Democratic presidential hopeful Pete Buttigieg, an Episcopalian, spoke out on matters of poverty and racial inequality at the Rev. Dr. William Barber II’s Greenleaf Christian Church (Disciples of Christ) on Sunday in Goldsboro, North Carolina.
Greenleaf Christian Church and Poor People’s Campaign: A National Campaign for a Moral Revival co-sponsored the two-hour gathering featuring Mayor Buttigieg and urged action on issues including systemic racism, voter suppression, public education, and access to healthcare, among others.
“We believe something is more at stake than just one election,” Barber said during his introduction. “But who America is electing to be. Will we elect to continue to be a country that ignores the plight of 140 million poor and low wealth people?”
Barber is the architect of the “Moral Monday” movement, which consisted of protests against mainly Republican policies in the North Carolina statehouse. Even so, on Sunday, Barber insisted, “We are not a Left or Right movement, conservative or liberal. We are a movement concerned about moral issues and the moral demand to fully address poverty and low wealth in this nation and to address the interlocking injustices.”

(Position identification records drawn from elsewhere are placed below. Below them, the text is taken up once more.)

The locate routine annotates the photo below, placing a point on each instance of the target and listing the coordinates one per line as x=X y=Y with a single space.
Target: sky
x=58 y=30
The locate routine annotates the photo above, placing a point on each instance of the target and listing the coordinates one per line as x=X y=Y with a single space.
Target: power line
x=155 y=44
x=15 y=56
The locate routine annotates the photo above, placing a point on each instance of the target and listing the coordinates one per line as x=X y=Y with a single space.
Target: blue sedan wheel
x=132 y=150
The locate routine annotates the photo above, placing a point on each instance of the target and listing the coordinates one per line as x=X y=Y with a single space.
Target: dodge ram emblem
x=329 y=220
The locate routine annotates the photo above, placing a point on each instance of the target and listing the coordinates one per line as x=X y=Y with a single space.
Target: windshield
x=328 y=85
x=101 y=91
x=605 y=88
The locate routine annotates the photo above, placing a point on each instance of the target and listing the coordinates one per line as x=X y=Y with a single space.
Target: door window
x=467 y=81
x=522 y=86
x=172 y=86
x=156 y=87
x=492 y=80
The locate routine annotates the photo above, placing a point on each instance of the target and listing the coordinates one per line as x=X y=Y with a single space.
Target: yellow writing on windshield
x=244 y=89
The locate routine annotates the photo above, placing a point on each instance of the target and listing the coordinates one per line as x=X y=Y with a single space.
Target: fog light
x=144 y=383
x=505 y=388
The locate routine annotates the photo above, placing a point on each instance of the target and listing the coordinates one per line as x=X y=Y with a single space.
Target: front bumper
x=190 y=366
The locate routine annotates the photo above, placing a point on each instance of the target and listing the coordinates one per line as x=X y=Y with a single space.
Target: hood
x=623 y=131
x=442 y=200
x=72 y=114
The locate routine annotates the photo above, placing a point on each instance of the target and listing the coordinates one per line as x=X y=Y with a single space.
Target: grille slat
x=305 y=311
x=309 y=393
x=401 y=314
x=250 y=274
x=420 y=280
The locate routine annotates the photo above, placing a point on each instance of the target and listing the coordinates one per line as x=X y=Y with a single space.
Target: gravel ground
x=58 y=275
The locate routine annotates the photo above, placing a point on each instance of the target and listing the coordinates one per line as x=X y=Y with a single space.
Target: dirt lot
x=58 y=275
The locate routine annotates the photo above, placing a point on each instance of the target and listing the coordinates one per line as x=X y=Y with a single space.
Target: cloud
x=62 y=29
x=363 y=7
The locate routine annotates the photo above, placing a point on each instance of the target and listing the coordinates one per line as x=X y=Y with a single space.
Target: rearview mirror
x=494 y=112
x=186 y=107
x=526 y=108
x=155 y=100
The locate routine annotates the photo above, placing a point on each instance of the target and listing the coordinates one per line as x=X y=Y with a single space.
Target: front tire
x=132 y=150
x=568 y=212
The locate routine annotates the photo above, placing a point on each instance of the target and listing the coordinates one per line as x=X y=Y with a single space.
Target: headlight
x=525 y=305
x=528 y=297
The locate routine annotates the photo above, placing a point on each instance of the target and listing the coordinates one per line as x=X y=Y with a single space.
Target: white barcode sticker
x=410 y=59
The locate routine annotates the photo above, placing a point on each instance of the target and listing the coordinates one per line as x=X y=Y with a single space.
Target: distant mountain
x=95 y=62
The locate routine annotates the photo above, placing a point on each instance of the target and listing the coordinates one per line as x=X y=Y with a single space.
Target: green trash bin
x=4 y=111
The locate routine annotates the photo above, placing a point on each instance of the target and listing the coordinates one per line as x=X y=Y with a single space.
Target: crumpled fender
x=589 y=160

After his introduction, Barber invited Buttigieg to answer questions from himself, Durham minister Jonathan Wilson-Hartgrove, and various audience members.
The first question came from a couple, including a veteran, who asked Buttigieg how he planned to prioritize the alleviation of poverty.
The culprit behind poverty, answered Buttigieg, is primarily due to policy decisions, including the federal minimum wage being allowed to lapse. “People in this country need to get paid more. This is simple, straightforward, and it is not happening,” he answered.
“We need to make sure that everybody has access to the benefits you need to get by,” Buttigieg said. “This administration has cut SNAP food aid for those in poverty. Nobody is better off in a country where some are going hungry.”
After speaking of poverty broadly, Barber then turned the discussion to what he called “interlocking injustices,” including systemic racism and voter suppression. “If a state is a racist voter suppression state and people are using that suppression to acquire power, then those that acquire power also push policies or deny policies that could impact and change poverty, health care, and living wages,” Barber said.
“As president, what would you do to address racist voter suppression and racist gerrymandering that is hurting our democracy?” Barber asked Buttigieg.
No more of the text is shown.